In a clever experiment, Prkachin and European colleagues videotaped people with shoulder pain being asked to move their shoulders in a painful way. The videotapes were then shown to 120 healthcare professionals, who were divided into three different groups and told to rate the patients’ pain.93 One group saw only the videotaped faces. The second group saw the videotaped faces and was also given the patients’ numerical pain ratings. The third group was given the same information as the second group, but was also told that the patients were probably cheating and were faking their expressions of pain to seek narcotics.
The healthcare professionals all routinely underestimated the patients’ pain. But those who got the patients’ own pain ratings as well gave estimates closer to the patients’ own rating. And the healthcare professionals who were told the patients might be cheating underestimated pain just as badly as the group that saw only the faces. (Interestingly, a 2011 study from McGill University suggested that observers are more likely to think men are faking pain than women.94)

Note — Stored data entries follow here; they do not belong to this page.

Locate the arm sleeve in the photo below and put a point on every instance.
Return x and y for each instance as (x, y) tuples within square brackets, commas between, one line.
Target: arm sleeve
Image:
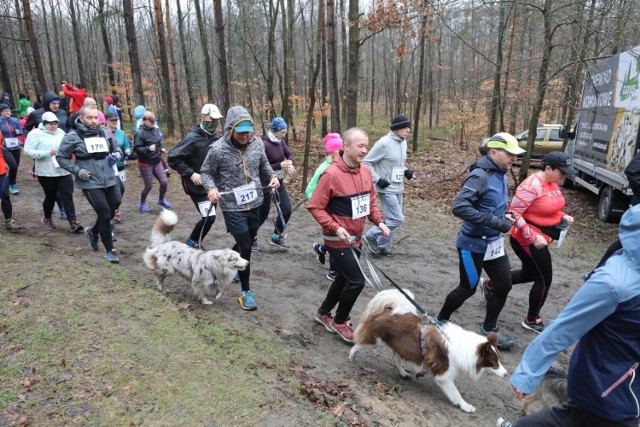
[(593, 302)]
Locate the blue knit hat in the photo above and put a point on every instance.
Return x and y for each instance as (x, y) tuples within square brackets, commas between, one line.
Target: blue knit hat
[(278, 124)]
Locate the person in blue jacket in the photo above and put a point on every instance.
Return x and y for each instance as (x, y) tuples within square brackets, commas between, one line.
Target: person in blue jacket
[(604, 317), (482, 205)]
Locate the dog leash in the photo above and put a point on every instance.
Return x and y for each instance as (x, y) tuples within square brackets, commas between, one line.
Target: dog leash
[(372, 267)]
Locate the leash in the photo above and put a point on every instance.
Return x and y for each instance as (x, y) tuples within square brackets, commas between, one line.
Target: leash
[(275, 198), (372, 267)]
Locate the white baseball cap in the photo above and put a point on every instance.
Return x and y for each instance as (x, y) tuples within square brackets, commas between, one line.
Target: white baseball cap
[(211, 110), (49, 117)]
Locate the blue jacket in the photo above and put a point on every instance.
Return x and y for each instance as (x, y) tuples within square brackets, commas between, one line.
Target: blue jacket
[(605, 316), (481, 204)]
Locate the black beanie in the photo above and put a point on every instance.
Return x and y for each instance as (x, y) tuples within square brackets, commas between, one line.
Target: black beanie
[(400, 122)]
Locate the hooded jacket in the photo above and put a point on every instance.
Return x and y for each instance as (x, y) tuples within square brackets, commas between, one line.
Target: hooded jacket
[(389, 152), (35, 118), (187, 157), (227, 167), (331, 204), (604, 315), (39, 144), (481, 204), (143, 139), (98, 164)]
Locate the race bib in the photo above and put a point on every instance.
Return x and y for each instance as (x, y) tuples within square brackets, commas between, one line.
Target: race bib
[(96, 145), (397, 174), (11, 143), (206, 209), (245, 194), (495, 249), (359, 206)]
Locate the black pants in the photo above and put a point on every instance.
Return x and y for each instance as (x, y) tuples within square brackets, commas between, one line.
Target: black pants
[(470, 265), (54, 185), (203, 226), (346, 288), (5, 200), (536, 267), (12, 158), (570, 415), (285, 207), (103, 201)]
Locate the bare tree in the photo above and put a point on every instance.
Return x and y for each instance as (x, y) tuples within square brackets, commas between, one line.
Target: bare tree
[(134, 57), (222, 56)]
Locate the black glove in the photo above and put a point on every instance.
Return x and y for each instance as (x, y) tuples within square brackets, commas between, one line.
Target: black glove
[(501, 224), (383, 183)]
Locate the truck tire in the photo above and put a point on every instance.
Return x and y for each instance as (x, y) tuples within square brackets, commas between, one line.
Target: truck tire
[(612, 204)]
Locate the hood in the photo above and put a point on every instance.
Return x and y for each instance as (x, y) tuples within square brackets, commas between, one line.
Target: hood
[(630, 234), (235, 115), (138, 112), (46, 100), (487, 164)]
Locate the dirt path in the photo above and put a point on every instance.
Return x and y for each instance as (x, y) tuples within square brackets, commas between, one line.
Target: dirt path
[(290, 285)]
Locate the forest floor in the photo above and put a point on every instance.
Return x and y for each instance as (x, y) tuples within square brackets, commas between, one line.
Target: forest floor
[(82, 341)]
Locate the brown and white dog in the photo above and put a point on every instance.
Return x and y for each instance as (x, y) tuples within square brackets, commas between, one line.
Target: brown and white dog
[(207, 270), (446, 351)]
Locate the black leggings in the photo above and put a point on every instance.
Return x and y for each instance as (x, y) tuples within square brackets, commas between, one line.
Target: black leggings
[(536, 267), (12, 158), (346, 288), (5, 200), (203, 226), (54, 185), (103, 201), (470, 265), (285, 207)]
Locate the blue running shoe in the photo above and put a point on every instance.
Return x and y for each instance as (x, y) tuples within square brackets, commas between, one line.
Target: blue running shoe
[(112, 257), (247, 302), (164, 203), (93, 240)]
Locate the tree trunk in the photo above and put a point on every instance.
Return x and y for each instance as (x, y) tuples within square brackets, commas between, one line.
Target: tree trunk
[(174, 70), (108, 55), (134, 57), (204, 41), (311, 94), (541, 89), (50, 46), (418, 108), (332, 56), (33, 42), (495, 98), (77, 40), (165, 82), (351, 102), (187, 68), (222, 56)]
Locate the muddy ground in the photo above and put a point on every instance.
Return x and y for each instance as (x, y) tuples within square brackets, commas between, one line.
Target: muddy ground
[(290, 285)]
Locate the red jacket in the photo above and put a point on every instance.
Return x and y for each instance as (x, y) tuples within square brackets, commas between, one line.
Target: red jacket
[(336, 194), (77, 97)]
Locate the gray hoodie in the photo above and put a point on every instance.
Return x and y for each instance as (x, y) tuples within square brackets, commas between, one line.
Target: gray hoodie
[(227, 167)]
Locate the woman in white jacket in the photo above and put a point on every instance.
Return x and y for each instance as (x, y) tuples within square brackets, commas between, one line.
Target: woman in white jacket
[(42, 145)]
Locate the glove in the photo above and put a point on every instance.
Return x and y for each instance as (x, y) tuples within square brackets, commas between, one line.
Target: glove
[(383, 183), (409, 174), (84, 175), (501, 224)]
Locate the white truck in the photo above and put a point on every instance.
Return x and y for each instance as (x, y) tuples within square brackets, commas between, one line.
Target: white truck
[(606, 134)]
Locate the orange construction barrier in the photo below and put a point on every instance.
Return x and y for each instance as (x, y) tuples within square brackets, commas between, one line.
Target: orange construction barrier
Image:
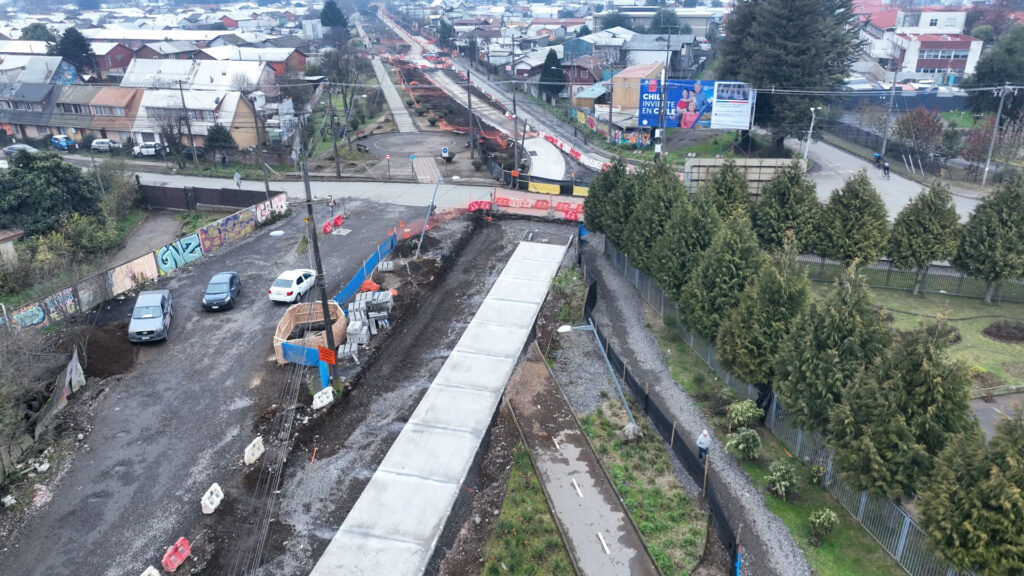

If doctors really want to make more accurate assessments of facial pain cues, psychologist Kenneth Craig has a suggestion: Pay attention to the timing of factual cues. Facial cues, after all, are subject to both voluntary and involuntary muscle movements. When a person is faking, he or she often gets the timing of winces and grimaces wrong. The timing of facial cues during faked pain are out of sync and typically exaggerated, Craig explained, almost like a caricature of pain expression.95
But I have a suggestion, too. Obviously, healthcare professionals see so much pain every day that they may become numb to it and fail to read facial cues right. But when in doubt, they could err on the side of believing the patient.